June 14, 2006 | The International HapMap Project has completed Phase II of its data acquisition and will have a draft paper for publication before the end of the year. The result will be a publicly available trove of information on human genetic variation across populations that will reveal insights into the genetic basis of human disease and individual response to pharmaceuticals.
The official release of the Phase II HapMap data, following full quality control, will occur shortly, with the goal of a draft manuscript publication by the time of the 2006 American Society of Human Genetics meeting in October.
Kelly Frazer, senior vice president of Perlegen Sciences, kicked off the group’s third — and probably last — annual meeting, at the Broad Institute, with an update on Phase II of the HapMap Project. The project is typing single nucleotide polymorphisms (SNPs) from 270 anonymous donors, representing Nigeria (Yoruban), Europe, Han Chinese, and Japanese.
The HapMap Project was launched in 2002 by an international alliance of researchers from the United Kingdom, United States, Canada, China, Japan, and Nigeria. Nine centers generated the Phase I data, including the Broad Institute, Baylor College of Medicine, UCSF, Illumina, and Perlegen in the United States. Those results were published last year in Nature, and showed that the majority of the 1.3 million SNPs assayed were spaced within 5 kilobases (kb) of each other.
“The Phase I data did indeed accomplish its goal of a common SNP every 5 kilobases of the genome in all three analysis panels,” Frazer said. Only 3 percent of inter-SNP distances were greater than 10 kb.
For Phase II of the project, the data were generated exclusively at Perlegen. Frazer explained that all human chromosomes were studied using a single technology, which involved preparing 330,000 long-range PCR primer pairs to amplify the 270 HapMap volunteer DNA samples. Those reagents were then hybridized to Perlegen high-density oligonucleotide arrays.

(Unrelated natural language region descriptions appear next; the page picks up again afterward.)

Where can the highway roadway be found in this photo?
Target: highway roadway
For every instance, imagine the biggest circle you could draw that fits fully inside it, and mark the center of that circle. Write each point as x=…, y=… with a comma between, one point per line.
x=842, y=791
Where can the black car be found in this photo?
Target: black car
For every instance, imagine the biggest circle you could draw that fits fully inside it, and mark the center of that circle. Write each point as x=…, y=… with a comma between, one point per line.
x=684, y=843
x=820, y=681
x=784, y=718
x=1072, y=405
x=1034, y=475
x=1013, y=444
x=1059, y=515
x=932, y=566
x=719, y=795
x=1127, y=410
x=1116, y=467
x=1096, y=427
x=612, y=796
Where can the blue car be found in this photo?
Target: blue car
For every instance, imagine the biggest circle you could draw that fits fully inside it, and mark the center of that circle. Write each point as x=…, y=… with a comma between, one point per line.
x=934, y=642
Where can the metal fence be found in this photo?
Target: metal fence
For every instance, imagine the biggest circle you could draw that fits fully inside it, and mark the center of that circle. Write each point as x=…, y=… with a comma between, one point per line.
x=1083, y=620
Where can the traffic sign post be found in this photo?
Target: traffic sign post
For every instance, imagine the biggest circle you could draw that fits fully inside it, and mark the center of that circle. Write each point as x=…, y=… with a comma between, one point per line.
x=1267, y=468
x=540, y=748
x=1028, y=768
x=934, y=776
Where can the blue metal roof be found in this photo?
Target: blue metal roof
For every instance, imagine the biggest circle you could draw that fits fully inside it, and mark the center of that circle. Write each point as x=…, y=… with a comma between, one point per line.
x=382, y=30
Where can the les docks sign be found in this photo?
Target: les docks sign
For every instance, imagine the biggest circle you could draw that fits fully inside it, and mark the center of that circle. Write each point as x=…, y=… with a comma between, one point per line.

In all, Perlegen genoptyped 4.6 million SNPs, including every variant in the latest version (Build 122) of the dbSNP database, except those SNPs assayed in Phase I and those in highly repetitive portions of the human genome.
Frazer said that out of 4.6 million attempts, 2.7 million assays were successful. She attributed the lower success rate chiefly to the fact that the Phase I assays employed the best SNPs. Preliminary analysis of the Phase II data reveals that for 60 percent the SNPs, the inter-SNP distance is less than 1 kb. For the combined Phase I and II data, greater than 97 percent of SNPs are spaced less than 5 kb apart, with only 0.6 percent separated by more than 10 kb. All of the data are publicly available at www.hapmap.org.